By the way, whatever other strategies were considered when the decision was made on the Democratic VP nominee selection, it’s clear that the shot callers in the Obama campaign are fans of “The West Wing.”

Matthew Santos…inexperienced, but charismatic, ethnic who came out of nowhere to create a rock star-like buzz and see it carry him all the way to the Democratic nomination for President…

Leo McGarry…veteran, take no guff from anybody, politician who knows his way around the Beltway and has stood, or sat, toe to toe with leaders from all over the world, bringing clout and experience to the ticket as nominee for Vice President.



It’s been often said that television played a gigantic part in the election of 1960.
The more things change…

"Rook to Queen's Knight Three...."

You’ll be hearing enough about Joe Biden in the next few weeks to more than last you a lifetime.

So, I’ll take a pass on contributing to that.

Except to offer this:

The major obstacle that Obama has to overcome to level the playing field is the perception that a McCain administration would have the “experience” to deal with world affairs that an Obama administration would lack.
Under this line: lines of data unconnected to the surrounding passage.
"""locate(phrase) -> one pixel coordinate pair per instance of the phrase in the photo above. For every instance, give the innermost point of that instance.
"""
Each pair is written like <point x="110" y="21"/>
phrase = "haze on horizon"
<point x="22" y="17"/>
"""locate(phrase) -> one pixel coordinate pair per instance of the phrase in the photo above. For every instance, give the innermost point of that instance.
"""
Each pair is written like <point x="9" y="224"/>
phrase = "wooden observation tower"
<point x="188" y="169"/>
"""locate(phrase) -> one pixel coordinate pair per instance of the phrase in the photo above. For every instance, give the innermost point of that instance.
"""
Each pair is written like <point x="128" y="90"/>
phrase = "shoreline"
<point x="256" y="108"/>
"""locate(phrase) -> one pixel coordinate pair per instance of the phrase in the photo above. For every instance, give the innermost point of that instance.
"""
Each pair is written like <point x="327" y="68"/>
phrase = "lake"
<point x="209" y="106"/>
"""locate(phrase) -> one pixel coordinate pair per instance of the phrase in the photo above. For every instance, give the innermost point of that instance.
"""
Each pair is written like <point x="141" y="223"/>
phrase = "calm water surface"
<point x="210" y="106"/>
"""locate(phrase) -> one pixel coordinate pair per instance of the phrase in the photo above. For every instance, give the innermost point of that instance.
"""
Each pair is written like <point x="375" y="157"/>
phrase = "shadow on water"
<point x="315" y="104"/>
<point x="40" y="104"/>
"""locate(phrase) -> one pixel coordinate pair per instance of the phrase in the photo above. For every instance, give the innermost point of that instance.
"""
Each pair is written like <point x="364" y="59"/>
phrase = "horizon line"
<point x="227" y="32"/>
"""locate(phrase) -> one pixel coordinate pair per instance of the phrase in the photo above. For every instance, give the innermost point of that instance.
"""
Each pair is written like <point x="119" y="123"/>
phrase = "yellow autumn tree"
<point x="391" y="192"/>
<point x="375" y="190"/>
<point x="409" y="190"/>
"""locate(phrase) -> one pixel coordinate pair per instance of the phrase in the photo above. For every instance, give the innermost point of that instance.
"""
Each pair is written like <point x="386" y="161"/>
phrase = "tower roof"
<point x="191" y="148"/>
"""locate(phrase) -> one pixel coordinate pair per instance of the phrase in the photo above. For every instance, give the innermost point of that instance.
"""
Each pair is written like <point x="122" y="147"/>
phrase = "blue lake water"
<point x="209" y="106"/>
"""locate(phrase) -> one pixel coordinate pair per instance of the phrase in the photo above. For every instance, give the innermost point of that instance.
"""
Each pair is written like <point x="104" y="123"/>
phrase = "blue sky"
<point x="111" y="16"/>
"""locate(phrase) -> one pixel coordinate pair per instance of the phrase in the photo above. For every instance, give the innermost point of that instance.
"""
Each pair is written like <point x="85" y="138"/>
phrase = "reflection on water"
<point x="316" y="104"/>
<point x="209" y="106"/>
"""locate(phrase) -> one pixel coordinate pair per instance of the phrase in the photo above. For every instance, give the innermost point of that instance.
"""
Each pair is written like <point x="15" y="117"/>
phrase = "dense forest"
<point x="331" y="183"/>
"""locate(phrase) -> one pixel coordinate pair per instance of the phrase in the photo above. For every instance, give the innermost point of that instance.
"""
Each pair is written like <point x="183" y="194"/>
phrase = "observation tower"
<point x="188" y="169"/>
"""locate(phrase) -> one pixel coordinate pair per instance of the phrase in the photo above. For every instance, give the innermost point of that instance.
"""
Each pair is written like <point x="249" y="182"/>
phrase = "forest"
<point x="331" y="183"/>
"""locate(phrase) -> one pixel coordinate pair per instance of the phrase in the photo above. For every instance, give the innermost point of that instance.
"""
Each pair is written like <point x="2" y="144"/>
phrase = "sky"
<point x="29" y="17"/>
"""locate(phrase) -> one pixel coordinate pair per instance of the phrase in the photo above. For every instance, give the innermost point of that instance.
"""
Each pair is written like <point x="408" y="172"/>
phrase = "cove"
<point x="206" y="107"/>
Bringing Biden on board takes care of that.

And to the Hillary zealots who are sticking pins in voodoo dolls this morning….

In an ideal world, we get what we want.
In the real world, we do what we must to get what we want.

Obama needed a big bat to play at this level.

Biden shows up swinging.

And if you’re a Hillary supporter who needs somebody to tell you that this was the smart move…

Just ask Hillary.

Sunday, August 17, 2008

"It's Nice to Meet You...Whoever and Wherever You Are...

Clarence, the angel in “It’s A Wonderful Life”, said it very nicely.

“We never fully know how our lives touch the lives of others.”

That thought pops into my head from time to time, but never more clearly than each quarter when I get my BMI statement.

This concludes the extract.